Monumento megalítico com dólmen de apreciáveis dimensões, inserindo-se na tipologia do noroeste Peninsular dos dólmens de corredor e, dentro desta, no sub-grupo apontado por G. Leisner com câmara e corredor indiferenciados. Se esta indestinção é nítida ao nível da planta, ela já é mais problemática ao nível do alçado, dado o mau estado do corredor, pois atualmente o seu primeiro esteiro é nitidamente mais baixo do que a câmara, marcando assim uma rutura de volumes. Constitui o monumento megalítico maior, mais importante e mais bem conservado até agora encontrado no Vale de Âncora, zona rica nesta cultura. As suas dimensões fazem-no destacar do megalitismo do noroeste Peninsular, caracterizado pela modéstia de proporções dos dólmens. Excetuando-se a Anta de Santa Marta (Penafiel), o Dólmen da Barrosa é também aquele em que o corredor atinge maiores proporções.

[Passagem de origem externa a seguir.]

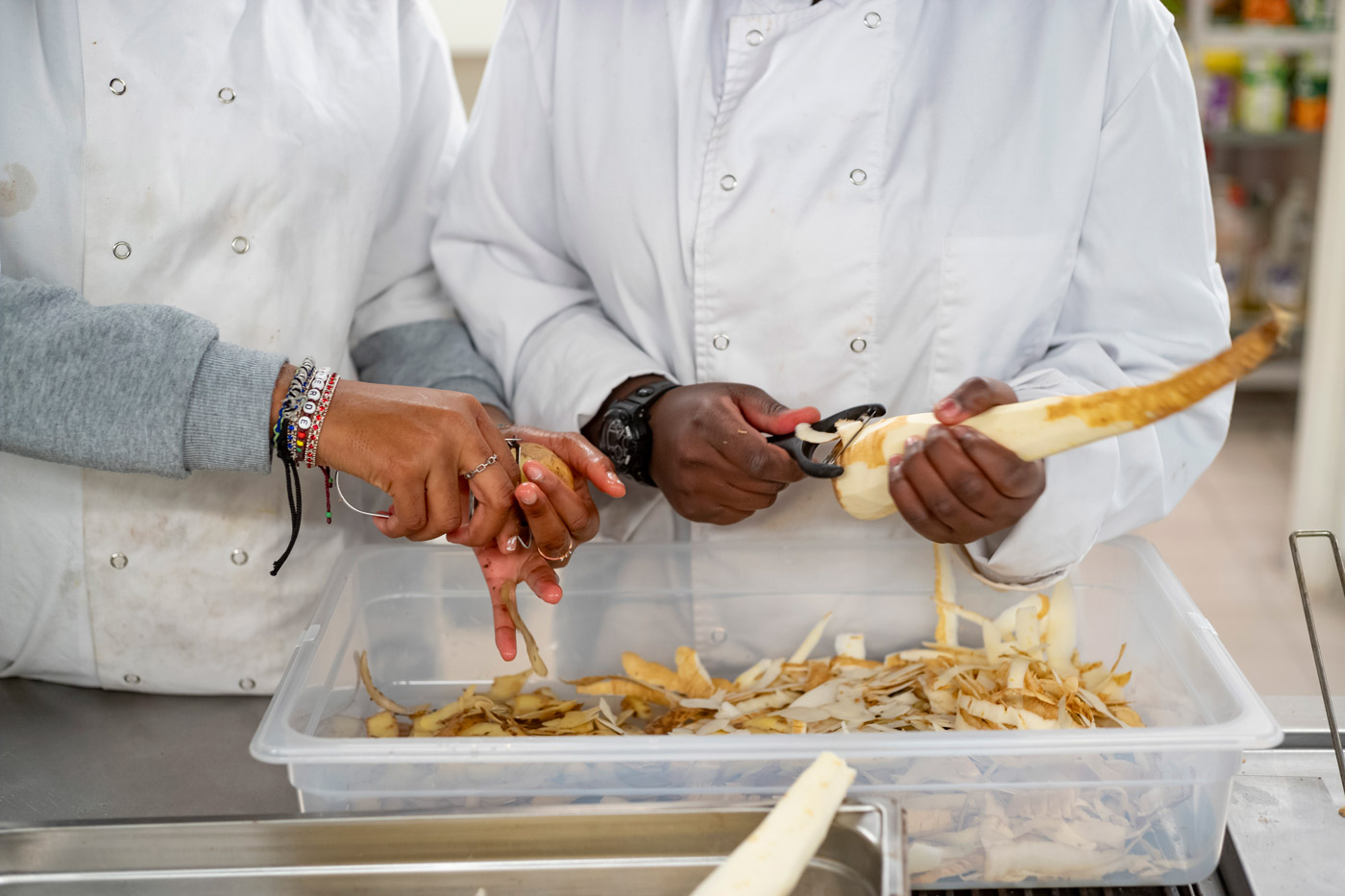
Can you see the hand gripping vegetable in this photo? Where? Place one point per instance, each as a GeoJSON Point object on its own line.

Anta formada por câmara e corredor indistinto. A câmara, de planta poligonal tem 8 esteios, estando o da cabeceira partido, e a mesa (com superfície de 10,50 m2) que assenta sobre 3 deles. Corredor largo e desenvolvido com 6 m. x 1,46 m., segundo João Castro Nunes composto por 4 lajes, 2 de cada lado, estreitando ligeiramente para a entrada, virada a nascente, inflectindo para NE. Escavações de 1948 puseram a descoberto, entre outras, 1 laje que entrava profundamente na parede da anta entre o espaço do último esteio do corredor e o primeiro da câmara. A Anta da Barrosa já não tem mamoa, contudo conserva alguma ornamentação característica da arte dolménica nas 3 lajes encontradas por Castro Nunes durante as escavações. São elas as linhas ondulantes (serpentiformes) e sinais em U obtidos por percussão.
Materiais
Granito.
Observações
Durante as escavações de 1948, Castro Nunes encontrou 2 lajes de granito, de diferente qualidade, à profundidade de 1 m., em posição horizontal do lado oposto à galeria, ali postos a esmo. A 3ª laje, gravada em ambas as faces, foi encontrada, como já anteriormente referimos, criando certa separação entre o corredor e a câmara, e posta de cutelo ao mesmo nível da base das lajes laterais do corredor. Devido ao seu interior estar completamente remexido, não foi possível estabelecer a estatigrafia do espólio. Como é comum nos demais monumentos megalíticos do N. do país, o espólio aqui encontrado é também pobre, em quantidade e qualidade. Resolvido o litígio em que a Câmara e um dos proprietários se envolvem, a Câmara pretende comprar toda a Quinta da Barrosa e ali implantar um conjunto habitacional destinado à venda ou aluguer a preços controlados e com um carácter social das habitações a construir.